Randen - Mit den steigenden Temperaturen steigt auch die Motorradfrequenz auf der B 314 am Randen. Die Bewohner des höchst gelegenen Ortsteils der Stadt Blumberg fühlten sich am Wochenende wieder intensiver Lärmbelästigung ausgesetzt.

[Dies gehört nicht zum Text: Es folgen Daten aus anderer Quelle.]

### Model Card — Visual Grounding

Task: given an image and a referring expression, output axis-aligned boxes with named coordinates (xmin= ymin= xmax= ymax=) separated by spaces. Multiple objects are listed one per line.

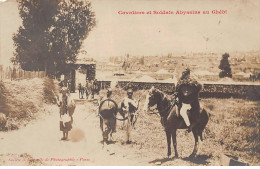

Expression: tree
xmin=218 ymin=53 xmax=232 ymax=78
xmin=13 ymin=0 xmax=95 ymax=75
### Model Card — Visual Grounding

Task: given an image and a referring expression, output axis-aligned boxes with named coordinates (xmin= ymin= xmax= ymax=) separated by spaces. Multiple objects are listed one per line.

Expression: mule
xmin=146 ymin=87 xmax=209 ymax=158
xmin=99 ymin=99 xmax=118 ymax=143
xmin=56 ymin=87 xmax=76 ymax=140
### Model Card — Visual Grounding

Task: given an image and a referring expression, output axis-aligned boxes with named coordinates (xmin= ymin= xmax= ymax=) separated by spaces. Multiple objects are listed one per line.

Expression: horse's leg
xmin=166 ymin=131 xmax=172 ymax=158
xmin=126 ymin=114 xmax=131 ymax=144
xmin=172 ymin=129 xmax=179 ymax=158
xmin=189 ymin=129 xmax=199 ymax=158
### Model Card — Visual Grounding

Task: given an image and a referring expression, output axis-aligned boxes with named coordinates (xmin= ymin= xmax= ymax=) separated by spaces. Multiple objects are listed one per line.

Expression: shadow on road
xmin=183 ymin=155 xmax=212 ymax=165
xmin=149 ymin=157 xmax=175 ymax=164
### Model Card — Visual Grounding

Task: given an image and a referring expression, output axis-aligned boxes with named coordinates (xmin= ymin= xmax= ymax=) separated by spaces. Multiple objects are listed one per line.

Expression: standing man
xmin=122 ymin=88 xmax=140 ymax=126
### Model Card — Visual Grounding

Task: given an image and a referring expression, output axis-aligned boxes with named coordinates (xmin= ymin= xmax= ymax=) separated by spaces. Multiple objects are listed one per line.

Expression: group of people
xmin=78 ymin=79 xmax=99 ymax=99
xmin=57 ymin=69 xmax=202 ymax=139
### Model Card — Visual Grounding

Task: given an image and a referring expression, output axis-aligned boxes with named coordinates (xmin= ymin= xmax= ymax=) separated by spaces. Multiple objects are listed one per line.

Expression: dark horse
xmin=146 ymin=87 xmax=209 ymax=158
xmin=99 ymin=99 xmax=118 ymax=143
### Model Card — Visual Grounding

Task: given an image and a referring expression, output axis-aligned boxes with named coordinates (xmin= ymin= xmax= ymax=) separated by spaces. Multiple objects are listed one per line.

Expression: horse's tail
xmin=198 ymin=108 xmax=209 ymax=141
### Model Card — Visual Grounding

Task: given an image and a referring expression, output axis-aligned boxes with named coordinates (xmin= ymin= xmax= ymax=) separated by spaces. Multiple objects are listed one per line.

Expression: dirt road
xmin=0 ymin=95 xmax=156 ymax=165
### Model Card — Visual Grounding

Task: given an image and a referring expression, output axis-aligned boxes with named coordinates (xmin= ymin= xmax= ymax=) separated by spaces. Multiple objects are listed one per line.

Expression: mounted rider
xmin=171 ymin=68 xmax=202 ymax=132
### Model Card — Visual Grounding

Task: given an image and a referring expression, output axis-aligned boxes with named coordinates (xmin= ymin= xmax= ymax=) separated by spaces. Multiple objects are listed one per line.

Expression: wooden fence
xmin=0 ymin=67 xmax=46 ymax=81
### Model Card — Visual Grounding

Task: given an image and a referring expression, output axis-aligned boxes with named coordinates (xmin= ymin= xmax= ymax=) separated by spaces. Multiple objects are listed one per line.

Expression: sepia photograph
xmin=0 ymin=0 xmax=260 ymax=167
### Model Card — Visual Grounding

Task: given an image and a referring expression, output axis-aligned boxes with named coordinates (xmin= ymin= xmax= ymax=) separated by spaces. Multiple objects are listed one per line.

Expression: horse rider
xmin=99 ymin=87 xmax=112 ymax=105
xmin=78 ymin=83 xmax=84 ymax=99
xmin=56 ymin=87 xmax=73 ymax=140
xmin=170 ymin=68 xmax=202 ymax=132
xmin=85 ymin=79 xmax=91 ymax=99
xmin=122 ymin=88 xmax=140 ymax=128
xmin=91 ymin=79 xmax=99 ymax=99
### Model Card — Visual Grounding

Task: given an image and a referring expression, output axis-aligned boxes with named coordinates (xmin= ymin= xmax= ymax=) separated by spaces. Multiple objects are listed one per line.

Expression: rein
xmin=98 ymin=99 xmax=128 ymax=121
xmin=149 ymin=90 xmax=175 ymax=118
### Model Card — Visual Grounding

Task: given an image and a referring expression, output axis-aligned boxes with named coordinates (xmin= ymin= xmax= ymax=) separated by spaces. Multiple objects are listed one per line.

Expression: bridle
xmin=148 ymin=91 xmax=176 ymax=118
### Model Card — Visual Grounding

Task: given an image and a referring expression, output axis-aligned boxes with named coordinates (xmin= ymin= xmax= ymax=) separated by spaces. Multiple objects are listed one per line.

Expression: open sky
xmin=0 ymin=0 xmax=260 ymax=64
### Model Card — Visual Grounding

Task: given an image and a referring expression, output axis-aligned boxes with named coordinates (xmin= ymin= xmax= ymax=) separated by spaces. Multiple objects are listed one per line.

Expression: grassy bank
xmin=101 ymin=89 xmax=260 ymax=165
xmin=0 ymin=78 xmax=55 ymax=130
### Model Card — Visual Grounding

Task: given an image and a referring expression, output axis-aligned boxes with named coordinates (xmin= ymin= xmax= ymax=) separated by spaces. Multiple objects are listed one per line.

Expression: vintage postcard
xmin=0 ymin=0 xmax=260 ymax=166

Mehrfach sei die Polizei in Donaueschingen informiert, dass einmal mehr Wettrennen auf der B 314-Strecke zwischen Randen und Epfenhofen beobachtet würden. Gleichermaßen seien Verstöße gegen die Straßenverkehrsordnung zu beobachten gewesen, Verkehrsteilnehmer seien gefährdet und ganz offensichtlich bedrängt worden, so ein Augenzeuge. Hochdrehende Motoren, quietschende Reifen und einige Dutzend Hupzeichen schallten das Wochenende über aus dem Kommental den Hang hinauf.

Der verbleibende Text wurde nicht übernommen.